El cuerpo esta resentido de tantos dias de mochila, pero la cabeza esta en clave de viaje y podrias seguir adelante. Asumimos que el viaje toca a su fin y decidimos que lo mejor será tomarlo con calma y cuidarse un poquito bajo el sol californiano. Llegamos a L.A en autobus de noche a las 5 de la mañana. Ana no se encuentra muy bien y a la llegada al Hostal (a eso de las 7) nos dicen que no podemos hacer check in hasta las 14:00. Imposible, no podemos perder medio dia, hay que aprovechar todo lo posible, y como sea hay que recuperarse de la plaiza de la noche en la que apenas hemos pegado ojo. Busco un motel de carretera lo más economico posible, pero no baja de 150 dolares. De perdidos al rio, ultimo dia… a las 9 de la mañana Ana esta descansando y yo un poco despues. El lugar es inmejorable, Motel Front View en Venice Beach. Para mediodia estamso recuperados y ponemos rumbo a un lugar mítico: Malibu, la cuna californiana del long board y el surf más clásico. Con el Blue Bus nos vamos en dirección Norte por la kilometrica costa de Santa Monica. Malibu es como en los documentales, un millon de personas haciendose con la ola al mismo tiempo, unos caen, otros siguen y al poco comienzan las piruetas. Todo parece sacado de The endless summer, es excatamente como lo vimos tantas veces… Malas noticias para los corcheros, bañistas y bodyboards “are not allowed” en el pico.

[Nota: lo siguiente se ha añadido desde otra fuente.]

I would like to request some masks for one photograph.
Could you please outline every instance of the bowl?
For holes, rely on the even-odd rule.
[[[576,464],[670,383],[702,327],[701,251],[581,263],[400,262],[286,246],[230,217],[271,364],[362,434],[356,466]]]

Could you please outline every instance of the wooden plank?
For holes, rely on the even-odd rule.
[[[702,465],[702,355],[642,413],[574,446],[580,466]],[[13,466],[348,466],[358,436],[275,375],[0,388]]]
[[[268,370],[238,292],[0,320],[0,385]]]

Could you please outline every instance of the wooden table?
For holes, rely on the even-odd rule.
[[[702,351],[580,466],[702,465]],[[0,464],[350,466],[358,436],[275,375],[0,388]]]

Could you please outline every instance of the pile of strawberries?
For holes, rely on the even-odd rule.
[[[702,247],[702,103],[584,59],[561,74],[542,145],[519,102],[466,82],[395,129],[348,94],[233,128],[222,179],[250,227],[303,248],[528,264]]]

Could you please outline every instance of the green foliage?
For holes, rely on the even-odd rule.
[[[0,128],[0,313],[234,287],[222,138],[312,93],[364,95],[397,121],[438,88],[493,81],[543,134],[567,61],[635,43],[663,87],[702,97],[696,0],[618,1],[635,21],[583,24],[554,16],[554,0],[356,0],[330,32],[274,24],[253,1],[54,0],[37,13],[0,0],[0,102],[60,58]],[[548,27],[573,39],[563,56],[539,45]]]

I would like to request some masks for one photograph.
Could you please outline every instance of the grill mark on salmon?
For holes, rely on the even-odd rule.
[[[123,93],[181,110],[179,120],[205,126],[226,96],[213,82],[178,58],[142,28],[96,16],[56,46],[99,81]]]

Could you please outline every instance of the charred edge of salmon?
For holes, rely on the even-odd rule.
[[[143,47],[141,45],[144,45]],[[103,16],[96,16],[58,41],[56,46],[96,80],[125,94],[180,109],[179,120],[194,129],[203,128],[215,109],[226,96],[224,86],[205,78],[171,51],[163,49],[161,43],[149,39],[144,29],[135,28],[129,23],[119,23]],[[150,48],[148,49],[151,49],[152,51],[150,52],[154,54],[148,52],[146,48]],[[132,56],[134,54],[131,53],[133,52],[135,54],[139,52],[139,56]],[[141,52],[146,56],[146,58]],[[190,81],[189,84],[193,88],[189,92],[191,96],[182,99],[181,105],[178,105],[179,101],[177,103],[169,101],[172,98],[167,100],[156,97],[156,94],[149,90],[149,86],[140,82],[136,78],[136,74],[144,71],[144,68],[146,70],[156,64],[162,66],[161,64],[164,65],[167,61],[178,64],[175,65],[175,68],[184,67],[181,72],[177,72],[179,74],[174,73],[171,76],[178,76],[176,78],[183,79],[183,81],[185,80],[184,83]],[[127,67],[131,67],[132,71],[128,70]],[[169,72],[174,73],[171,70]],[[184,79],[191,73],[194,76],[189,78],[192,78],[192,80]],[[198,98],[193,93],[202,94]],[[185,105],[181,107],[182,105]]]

A media tarde volvemos hacia Venice, esta vez si, segundo intento y llegamos a la zona del paseo costero. Funambulistas varios, artistas y artistillas, iluminados, tatuadores y feriantes, un sij sobre patines con guitarra electrica y amplificador al hombro, veteranos del vietnam, moderneces y fashion victims, dog town skaters, patinadores de la luna, surfistas y surferos, polis en shorts, bellas y bellos varios… sudor, arena, salitre, palmeras y brisa de la media tarde…, a mi me gusta VENICE!… Y una imagen grabada en la retina para siempre: el ocaso en el horizonte, entre el mar y la montaña, contorneando las palmeras a nadie le deja indiferente. Que obsequio, la busqueda del oeste, 6.000 kilometros o más, da igual…desde las aguas atlanticas de Coney Island hasta el pacifico de Los Angeles que sgeun Steinbeck sabria distinguir con los ojos cerrados…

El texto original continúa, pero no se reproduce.